Parents key to reading skills

According to a recent study done at Boston College, not only are Canadians leading the way in reading comprehension, and they have their parents to thank.

The Progress in International Reading Literacy Study, or PIRLS, which was released in December, showed that students in Ontario, Alberta, Nova Scotia and British Columbia were amongst the best readers within the 40 countries studied.

“Canadian students as a whole fared quite well,” said Pierre Foy, the Director of sampling and data analysis and one of the researchers at Boston College. “Amongst the five participating provinces, four of them were near the top and [only] Quebec was lacking behind.”

The study looked at fourth grade students from a variety of backgrounds, and included private, catholic and other religious and language based schools in the country.

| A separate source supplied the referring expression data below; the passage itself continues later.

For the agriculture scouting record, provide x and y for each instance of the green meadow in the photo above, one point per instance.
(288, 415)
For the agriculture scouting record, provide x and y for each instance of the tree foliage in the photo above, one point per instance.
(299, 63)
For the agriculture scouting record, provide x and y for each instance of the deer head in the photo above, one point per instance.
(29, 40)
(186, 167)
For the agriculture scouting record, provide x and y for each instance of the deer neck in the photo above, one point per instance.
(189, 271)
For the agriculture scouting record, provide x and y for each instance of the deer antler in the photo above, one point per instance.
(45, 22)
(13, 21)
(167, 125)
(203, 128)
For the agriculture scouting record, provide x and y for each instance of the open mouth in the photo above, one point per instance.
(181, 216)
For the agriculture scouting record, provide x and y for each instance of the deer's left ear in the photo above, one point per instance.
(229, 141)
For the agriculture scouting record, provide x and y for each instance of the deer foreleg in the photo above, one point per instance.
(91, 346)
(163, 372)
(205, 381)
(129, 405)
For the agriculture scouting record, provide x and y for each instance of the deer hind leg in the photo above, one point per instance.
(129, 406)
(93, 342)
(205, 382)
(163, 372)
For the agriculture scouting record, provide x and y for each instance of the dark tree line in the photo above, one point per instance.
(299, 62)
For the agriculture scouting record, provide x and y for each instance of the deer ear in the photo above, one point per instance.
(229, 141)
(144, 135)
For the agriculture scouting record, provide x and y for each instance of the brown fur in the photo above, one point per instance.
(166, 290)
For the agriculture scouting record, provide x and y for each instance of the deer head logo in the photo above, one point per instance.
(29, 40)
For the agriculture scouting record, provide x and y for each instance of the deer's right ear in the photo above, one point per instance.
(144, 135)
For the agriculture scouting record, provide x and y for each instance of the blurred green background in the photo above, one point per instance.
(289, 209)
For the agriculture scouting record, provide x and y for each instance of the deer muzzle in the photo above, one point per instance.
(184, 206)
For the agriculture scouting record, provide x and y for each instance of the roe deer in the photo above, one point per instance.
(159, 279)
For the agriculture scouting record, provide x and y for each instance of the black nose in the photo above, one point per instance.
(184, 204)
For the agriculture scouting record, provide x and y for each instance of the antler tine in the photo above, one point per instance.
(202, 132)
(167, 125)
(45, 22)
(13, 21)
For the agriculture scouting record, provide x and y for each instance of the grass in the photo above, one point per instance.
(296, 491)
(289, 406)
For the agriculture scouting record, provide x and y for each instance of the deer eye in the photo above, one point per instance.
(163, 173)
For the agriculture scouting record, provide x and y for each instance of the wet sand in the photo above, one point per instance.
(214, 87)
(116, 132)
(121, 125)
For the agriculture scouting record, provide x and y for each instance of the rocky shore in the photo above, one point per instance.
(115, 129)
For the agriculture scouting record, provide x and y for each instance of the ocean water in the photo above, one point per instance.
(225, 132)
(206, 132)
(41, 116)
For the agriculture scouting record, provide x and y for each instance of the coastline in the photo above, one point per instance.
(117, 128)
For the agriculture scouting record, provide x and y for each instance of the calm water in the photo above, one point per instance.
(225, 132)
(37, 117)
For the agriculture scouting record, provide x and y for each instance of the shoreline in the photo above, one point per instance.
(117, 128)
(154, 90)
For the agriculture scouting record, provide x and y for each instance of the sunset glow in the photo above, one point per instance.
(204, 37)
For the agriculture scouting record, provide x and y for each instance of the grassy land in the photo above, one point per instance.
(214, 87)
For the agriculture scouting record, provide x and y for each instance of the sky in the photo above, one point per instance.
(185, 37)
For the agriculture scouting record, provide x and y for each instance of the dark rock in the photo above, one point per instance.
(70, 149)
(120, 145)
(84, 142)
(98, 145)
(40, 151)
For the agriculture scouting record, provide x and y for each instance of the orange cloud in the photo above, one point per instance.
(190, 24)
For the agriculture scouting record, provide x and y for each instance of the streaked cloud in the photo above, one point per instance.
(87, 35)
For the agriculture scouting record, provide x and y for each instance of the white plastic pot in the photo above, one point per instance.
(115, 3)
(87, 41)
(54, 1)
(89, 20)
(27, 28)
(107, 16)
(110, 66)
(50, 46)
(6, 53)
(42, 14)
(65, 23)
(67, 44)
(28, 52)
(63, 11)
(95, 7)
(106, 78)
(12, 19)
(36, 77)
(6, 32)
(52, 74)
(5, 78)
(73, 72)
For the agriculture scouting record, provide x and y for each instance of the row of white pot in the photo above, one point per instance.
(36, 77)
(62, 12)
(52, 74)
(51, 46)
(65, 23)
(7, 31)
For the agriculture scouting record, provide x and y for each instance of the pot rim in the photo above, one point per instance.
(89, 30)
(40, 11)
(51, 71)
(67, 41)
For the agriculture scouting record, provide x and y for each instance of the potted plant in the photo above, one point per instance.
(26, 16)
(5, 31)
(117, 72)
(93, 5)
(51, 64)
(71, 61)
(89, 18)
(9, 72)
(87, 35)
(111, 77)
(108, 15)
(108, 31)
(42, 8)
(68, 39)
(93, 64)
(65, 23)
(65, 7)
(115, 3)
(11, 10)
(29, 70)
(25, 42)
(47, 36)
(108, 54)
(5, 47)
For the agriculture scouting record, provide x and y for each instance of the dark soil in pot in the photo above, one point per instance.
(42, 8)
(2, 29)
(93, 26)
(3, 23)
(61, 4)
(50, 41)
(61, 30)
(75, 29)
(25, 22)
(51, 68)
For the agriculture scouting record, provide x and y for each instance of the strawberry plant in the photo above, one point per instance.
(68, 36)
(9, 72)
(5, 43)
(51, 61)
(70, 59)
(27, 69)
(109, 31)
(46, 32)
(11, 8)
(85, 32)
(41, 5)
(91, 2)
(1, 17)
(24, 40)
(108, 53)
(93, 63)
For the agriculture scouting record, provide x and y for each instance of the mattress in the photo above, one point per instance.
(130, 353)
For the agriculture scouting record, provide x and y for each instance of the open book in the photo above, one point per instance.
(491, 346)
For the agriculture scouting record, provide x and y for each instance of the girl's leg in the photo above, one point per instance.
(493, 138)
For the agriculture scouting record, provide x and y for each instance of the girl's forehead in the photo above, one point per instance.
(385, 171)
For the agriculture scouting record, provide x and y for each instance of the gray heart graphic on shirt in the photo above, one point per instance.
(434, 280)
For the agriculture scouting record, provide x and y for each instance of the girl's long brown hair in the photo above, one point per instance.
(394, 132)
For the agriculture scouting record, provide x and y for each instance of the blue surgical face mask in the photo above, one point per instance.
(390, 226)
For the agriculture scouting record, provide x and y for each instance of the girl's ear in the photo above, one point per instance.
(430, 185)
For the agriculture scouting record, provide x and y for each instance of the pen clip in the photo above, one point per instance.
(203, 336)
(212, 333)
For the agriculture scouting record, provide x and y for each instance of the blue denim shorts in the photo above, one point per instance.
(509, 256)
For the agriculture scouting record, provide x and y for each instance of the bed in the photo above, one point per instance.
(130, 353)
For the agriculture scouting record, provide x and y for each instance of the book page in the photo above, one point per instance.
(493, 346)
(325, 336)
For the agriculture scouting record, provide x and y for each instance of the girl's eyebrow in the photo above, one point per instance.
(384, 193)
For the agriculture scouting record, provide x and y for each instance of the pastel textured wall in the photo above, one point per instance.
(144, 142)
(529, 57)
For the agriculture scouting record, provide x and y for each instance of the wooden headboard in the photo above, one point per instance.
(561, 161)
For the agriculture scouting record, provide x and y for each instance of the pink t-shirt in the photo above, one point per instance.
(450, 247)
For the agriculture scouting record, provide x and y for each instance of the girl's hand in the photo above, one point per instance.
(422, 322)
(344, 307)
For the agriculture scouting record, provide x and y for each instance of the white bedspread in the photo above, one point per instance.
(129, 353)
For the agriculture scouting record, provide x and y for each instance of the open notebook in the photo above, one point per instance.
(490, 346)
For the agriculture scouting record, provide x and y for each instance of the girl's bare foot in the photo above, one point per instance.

The organization gathered a collection of experts from around the world to help evaluate the students, and it was then that they decided that the fourth graders were the ideal subjects.

“Education relies heavily on children being able to read to then move on to learn all the other subjects,” Foy explained. “At this point children have learned the basic skills for reading and are ready to move on to use the reading skills in learning other subjects.

“As we like to say they're transitioning from learning to read to reading to learn.”

The study, Foy explained, is done in the hopes that the research will be taken into consideration by the respective governments, the public as well as other researchers will continue their work.

“We generally produce relatively straight forward statistics that hint at the kind of relationships between background information and achievement,” Foy continued. “And it's our hope that people then use the database to expand in that secondary analysis.”

But it wasn't Canada's results that were surprising, it was the influence the parents had on their student.

The questions were not only directed towards the students however, as all teachers, school directors and parents were all questioned about what goes on at home, how reading is taught in schools and how educational resources are allocated.

“The most striking result is how influential what goes on in the home is, especially before children enter school,” said Foy. “For example, parent's who say that they've shown the alphabet, numbers, read to them, done bed time stories, all before going to school- their children seem to do far better than when that doesn't happen.”